Rix me dirigió una mirada malévola.

—Ajustaremos cuentas en otra ocasión —dijo, antes de limpiar descuidadamente su magnífica espada en el borde de su túnica amarilla, envainarla, volverme la espalda, alejarse, pasar sus largas piernas por encima del cordón de la liza y desaparecer entre la multitud.

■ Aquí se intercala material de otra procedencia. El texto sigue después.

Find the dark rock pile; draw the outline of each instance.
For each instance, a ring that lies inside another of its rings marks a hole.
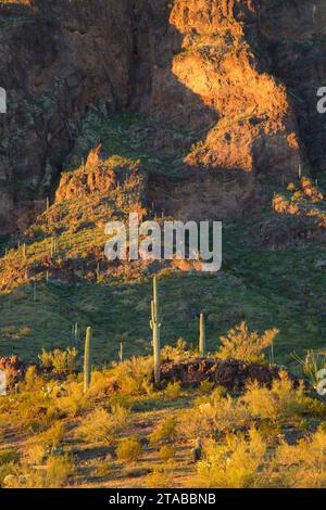
[[[199,386],[201,382],[210,381],[216,386],[239,392],[248,381],[258,381],[271,387],[274,380],[280,379],[280,370],[277,366],[251,365],[235,359],[196,359],[178,364],[165,360],[161,368],[161,380],[181,381],[184,386]]]

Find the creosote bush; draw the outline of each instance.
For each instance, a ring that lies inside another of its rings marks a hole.
[[[116,455],[123,462],[136,462],[142,456],[142,446],[136,436],[121,439]]]
[[[103,407],[93,409],[80,422],[75,434],[87,442],[113,444],[118,435],[126,432],[130,424],[130,412],[115,406],[110,411]]]

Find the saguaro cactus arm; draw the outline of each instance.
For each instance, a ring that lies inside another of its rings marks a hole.
[[[199,352],[202,358],[206,356],[206,332],[205,332],[205,318],[203,314],[200,314],[200,320],[199,320]]]
[[[84,393],[88,392],[91,381],[91,328],[86,330],[84,354]]]
[[[150,327],[153,332],[153,355],[154,355],[154,381],[158,384],[161,379],[161,320],[159,310],[158,280],[153,278],[153,299],[151,302]]]

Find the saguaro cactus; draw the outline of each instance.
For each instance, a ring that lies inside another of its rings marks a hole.
[[[159,308],[158,279],[153,278],[153,299],[151,303],[151,330],[153,332],[154,353],[154,381],[158,384],[161,378],[161,316]]]
[[[202,358],[206,356],[206,331],[205,318],[203,314],[200,314],[199,319],[199,352]]]
[[[124,344],[120,343],[118,359],[122,362],[124,360]]]
[[[91,328],[86,330],[85,353],[84,353],[84,393],[88,392],[91,380]]]

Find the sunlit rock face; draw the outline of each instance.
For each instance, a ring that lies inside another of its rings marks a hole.
[[[198,133],[183,179],[149,183],[150,200],[176,216],[242,216],[260,205],[264,179],[325,164],[315,109],[325,16],[322,0],[2,4],[0,233],[42,209],[78,119],[99,101],[104,115],[149,115],[163,153],[183,146],[168,125]]]

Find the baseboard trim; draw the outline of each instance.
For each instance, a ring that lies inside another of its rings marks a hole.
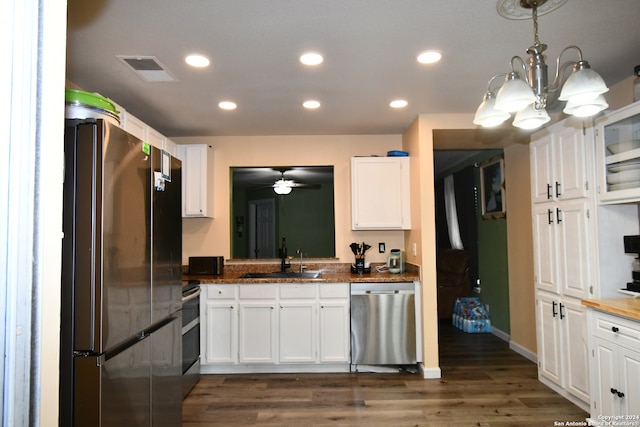
[[[506,341],[509,343],[509,348],[513,351],[515,351],[516,353],[518,353],[519,355],[526,357],[527,359],[529,359],[530,361],[532,361],[533,363],[537,364],[538,363],[538,355],[534,352],[532,352],[531,350],[529,350],[526,347],[521,346],[520,344],[511,341],[511,336],[509,334],[507,334],[504,331],[501,331],[498,328],[492,327],[491,328],[491,333],[493,335],[495,335],[496,337],[500,338],[502,341]]]
[[[527,359],[529,359],[530,361],[532,361],[533,363],[535,363],[536,365],[538,364],[538,355],[534,352],[532,352],[531,350],[529,350],[528,348],[525,348],[523,346],[521,346],[520,344],[510,341],[509,342],[509,348],[513,351],[515,351],[516,353],[518,353],[519,355],[526,357]]]
[[[497,336],[498,338],[500,338],[502,341],[509,342],[511,340],[511,337],[509,336],[508,333],[501,331],[500,329],[496,328],[493,325],[491,326],[491,333]]]
[[[425,368],[423,364],[420,364],[420,374],[424,379],[442,378],[442,370],[440,368]]]

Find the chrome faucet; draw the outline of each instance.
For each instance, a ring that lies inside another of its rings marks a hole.
[[[296,249],[296,253],[300,254],[300,273],[302,273],[303,270],[306,268],[304,265],[302,265],[302,248]]]
[[[280,271],[282,273],[287,271],[287,268],[290,268],[291,265],[287,261],[287,239],[282,238],[282,248],[281,251],[281,260],[280,260]]]

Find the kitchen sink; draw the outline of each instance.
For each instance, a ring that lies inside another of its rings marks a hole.
[[[322,275],[322,271],[275,271],[272,273],[245,273],[241,279],[317,279]]]

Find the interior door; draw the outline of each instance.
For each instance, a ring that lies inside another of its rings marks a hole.
[[[275,200],[261,199],[249,202],[249,253],[254,258],[275,258]]]

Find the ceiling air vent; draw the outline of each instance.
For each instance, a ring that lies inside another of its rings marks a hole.
[[[116,55],[141,79],[147,82],[177,82],[155,56]]]

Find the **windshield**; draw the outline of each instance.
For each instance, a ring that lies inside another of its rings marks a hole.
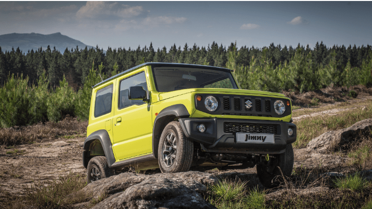
[[[186,88],[238,88],[230,72],[203,68],[173,66],[153,67],[159,92]]]

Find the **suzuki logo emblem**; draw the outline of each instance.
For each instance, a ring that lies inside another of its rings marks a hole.
[[[245,103],[246,104],[246,108],[247,108],[247,109],[252,107],[253,106],[252,105],[252,102],[250,101],[249,100],[246,101]]]

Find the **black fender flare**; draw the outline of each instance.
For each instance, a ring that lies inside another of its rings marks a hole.
[[[84,141],[83,148],[84,151],[83,152],[83,164],[85,168],[88,166],[88,162],[87,160],[87,155],[89,152],[89,147],[91,143],[94,140],[98,139],[102,145],[105,156],[107,159],[108,167],[111,168],[111,165],[115,163],[115,159],[114,156],[114,153],[112,151],[112,144],[111,143],[111,139],[108,136],[107,131],[105,129],[99,130],[90,134]]]
[[[152,153],[154,157],[158,159],[158,147],[160,136],[162,132],[162,126],[165,126],[174,119],[188,118],[189,111],[184,104],[177,104],[165,107],[160,111],[154,122],[152,130]]]

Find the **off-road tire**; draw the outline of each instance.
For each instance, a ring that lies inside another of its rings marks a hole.
[[[177,149],[173,163],[167,166],[163,157],[163,146],[168,136],[173,134],[176,139]],[[172,121],[164,127],[159,141],[158,160],[161,173],[177,173],[188,171],[193,162],[194,143],[188,139],[179,122]]]
[[[285,152],[278,155],[276,157],[278,162],[271,173],[268,173],[265,167],[262,165],[256,166],[260,182],[264,186],[268,188],[279,186],[281,182],[283,182],[283,176],[291,176],[294,161],[292,144],[287,145]]]
[[[92,176],[92,173],[99,172],[99,176],[95,178]],[[99,179],[107,178],[114,175],[113,171],[108,167],[107,159],[105,156],[96,156],[89,160],[87,168],[87,183],[89,184]]]

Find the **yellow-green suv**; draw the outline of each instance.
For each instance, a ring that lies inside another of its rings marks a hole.
[[[275,176],[290,175],[290,100],[242,89],[231,71],[148,63],[93,87],[83,154],[88,182],[128,167],[174,173],[256,165],[267,187]]]

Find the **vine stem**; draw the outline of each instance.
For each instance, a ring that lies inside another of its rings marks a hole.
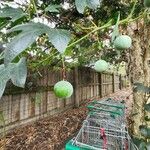
[[[65,56],[62,54],[62,78],[66,80]]]
[[[130,22],[133,22],[135,20],[138,20],[140,18],[142,18],[144,15],[144,13],[136,18],[131,18],[132,16],[130,17],[127,17],[126,19],[123,19],[121,21],[119,21],[119,24],[125,24],[125,23],[130,23]],[[81,37],[80,39],[78,39],[77,41],[71,43],[70,45],[67,46],[67,48],[70,48],[72,46],[74,46],[75,44],[79,43],[80,41],[84,40],[85,38],[87,38],[88,36],[90,36],[90,34],[94,33],[94,32],[97,32],[98,30],[103,30],[103,29],[106,29],[106,28],[109,28],[109,27],[112,27],[114,24],[112,24],[112,20],[110,20],[108,23],[106,23],[105,25],[101,26],[101,27],[96,27],[94,30],[92,30],[91,32],[89,32],[88,34],[86,34],[85,36]]]

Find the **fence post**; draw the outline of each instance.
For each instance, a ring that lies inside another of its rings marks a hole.
[[[80,106],[80,99],[79,99],[79,73],[78,67],[74,69],[74,106]]]
[[[99,96],[102,97],[102,74],[98,73],[98,82],[99,82]]]
[[[115,92],[115,74],[112,74],[112,92]]]

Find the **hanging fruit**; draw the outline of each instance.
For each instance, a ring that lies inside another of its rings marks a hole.
[[[114,47],[118,50],[124,50],[131,47],[132,39],[128,35],[120,35],[114,41]]]
[[[68,81],[59,81],[54,85],[54,93],[58,98],[69,98],[73,94],[73,86]]]

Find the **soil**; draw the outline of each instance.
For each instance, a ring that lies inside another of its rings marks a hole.
[[[130,95],[130,96],[129,96]],[[131,90],[122,90],[108,97],[125,99],[127,118],[132,109]],[[70,109],[54,117],[47,117],[23,127],[15,128],[6,138],[0,139],[3,150],[61,150],[65,142],[81,128],[87,116],[86,104]],[[129,120],[129,118],[128,118]],[[130,123],[130,122],[129,122]],[[6,144],[4,144],[6,143]]]

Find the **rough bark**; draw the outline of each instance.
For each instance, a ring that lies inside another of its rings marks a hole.
[[[139,82],[149,86],[150,68],[150,25],[139,21],[129,26],[129,33],[133,39],[133,47],[130,50],[129,74],[131,83]],[[131,131],[134,136],[141,137],[140,125],[147,125],[144,117],[149,115],[144,110],[144,105],[148,100],[148,94],[143,92],[133,92],[133,109]],[[150,115],[149,115],[150,116]]]

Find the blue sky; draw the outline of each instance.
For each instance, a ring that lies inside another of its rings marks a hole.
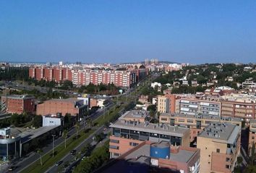
[[[0,1],[0,61],[145,58],[256,63],[256,1]]]

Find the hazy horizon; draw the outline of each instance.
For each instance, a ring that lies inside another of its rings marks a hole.
[[[1,1],[0,10],[0,61],[256,62],[256,1]]]

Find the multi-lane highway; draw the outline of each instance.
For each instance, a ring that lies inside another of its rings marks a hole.
[[[113,106],[114,106],[114,104],[111,103],[104,109],[108,110],[108,109],[110,109],[111,107],[112,107]],[[101,115],[102,115],[103,114],[103,112],[104,112],[103,110],[98,110],[98,111],[97,111],[96,112],[93,114],[90,117],[92,118],[93,120],[95,120]],[[83,122],[81,122],[81,130],[82,129],[83,125],[84,125]],[[72,135],[74,135],[75,133],[76,133],[76,130],[73,127],[69,130],[68,136],[70,138]],[[56,147],[58,145],[59,145],[64,142],[64,138],[62,137],[59,137],[59,138],[56,139],[54,141],[55,146]],[[48,151],[52,150],[52,143],[48,144],[46,147],[43,148],[42,150],[43,151],[43,155],[46,154],[46,153],[48,153]],[[14,170],[13,172],[20,172],[22,171],[23,169],[25,169],[25,168],[29,167],[30,164],[32,164],[33,163],[34,163],[35,161],[36,161],[39,159],[40,159],[39,155],[37,154],[35,152],[30,153],[30,155],[27,156],[27,157],[24,158],[23,160],[19,161],[15,161],[14,163],[14,164],[17,167],[17,169],[15,169],[15,170]]]

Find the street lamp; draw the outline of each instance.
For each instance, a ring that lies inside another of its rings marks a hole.
[[[53,157],[54,157],[54,137],[56,135],[51,135],[53,136]]]

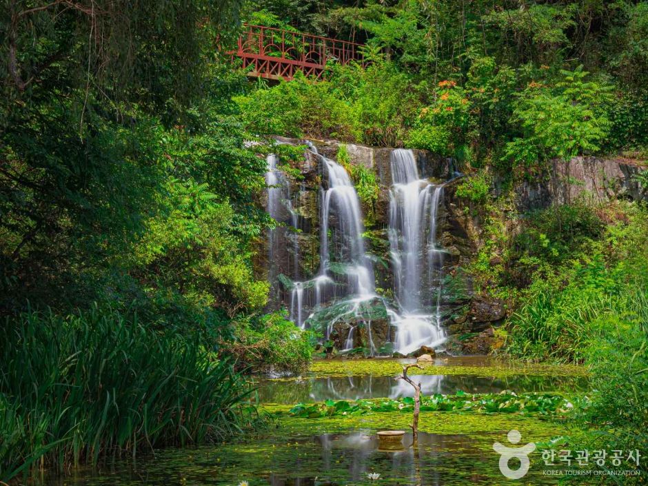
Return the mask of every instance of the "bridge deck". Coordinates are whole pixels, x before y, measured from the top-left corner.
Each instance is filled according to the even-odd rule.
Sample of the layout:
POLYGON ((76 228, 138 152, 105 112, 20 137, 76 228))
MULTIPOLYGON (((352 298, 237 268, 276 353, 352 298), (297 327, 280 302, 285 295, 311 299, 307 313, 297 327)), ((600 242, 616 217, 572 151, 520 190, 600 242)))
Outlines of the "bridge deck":
POLYGON ((296 71, 320 78, 326 63, 365 64, 361 44, 262 26, 245 26, 232 56, 243 61, 249 76, 290 81, 296 71))

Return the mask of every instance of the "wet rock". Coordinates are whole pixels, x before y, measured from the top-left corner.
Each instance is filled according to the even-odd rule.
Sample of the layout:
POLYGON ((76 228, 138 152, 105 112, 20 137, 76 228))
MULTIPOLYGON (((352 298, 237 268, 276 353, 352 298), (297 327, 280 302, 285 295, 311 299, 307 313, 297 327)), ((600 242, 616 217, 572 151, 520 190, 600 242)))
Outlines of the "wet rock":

—Tienes toda la condenada razón al decir que las ajustaremos, bastardo asesino —murmuré mientras envainaba mi propia espada. Retrocedí hacia las cuerdas, pero no pude evitar volverme a mirar al llegar junto a ellas. La mole gigantesca de Milo se inclinaba en ese momento sobre Wulfstan, arrodillado y cubierto de sangre, y con un sencillo apretón de sus enormes manos rompió sin esfuerzo el cuello del hombre y lo envió al instante al otro mundo, un mundo que espero con el mayor fervor que haya sido mejor que éste para él.

♦ ♦ ♦

Tal vez como castigo por mi insubordinación, el príncipe Juan decidió emplearme como recaudador de impuestos. Con un desprecio desvergonzado por la verdad, la decencia y el honor caballeresco que me dejó auténticamente sin respiración, el príncipe anunció que iba a asumir en persona la tarea de empezar a recaudar los impuestos acordados para pagar el rescate del rey Ricardo. Reunió a una veintena de caballeros en el patio de armas del recinto medio, y nos arengó durante una hora para que paliáramos el triste destino de su pobre hermano, encadenado en Alemania. Nos exhortó a no atender a excusas, a no dar crédito a mentiras, a buscar con diligencia cada granja y cada vivienda, y a no eximir a nadie de la aportación de fondos para el enorme rescate que sin duda muy pronto nos sería anunciado como requisito para la libertad de su querido hermano. La plata del rescate, nos informó el príncipe Juan con un rostro que expresaba un candor perfectamente sincero, sería guardada con todas las garantías de seguridad aquí, en el castillo de Nottingham, bajo su mirada atenta, hasta que llegara el momento de liberar a nuestro amado soberano. Aquello provocó una o dos risitas de los caballeros reunidos, pero su rechifla fue rápidamente acallada por los fríos ojos azules de sir Ralph Murdac, que taladraron al grupo en busca de los culpables. Se había colocado junto a su amo como un fiel mastín, a su sombra, con el hombro izquierdo ligeramente encorvado, y vigilaba al grupo de guerreros reunidos en el patio en busca de signos de deslealtad. Como era de esperar, su mirada se posó también en mí, y yo respondí con una gran sonrisa. Y un guiño lascivo.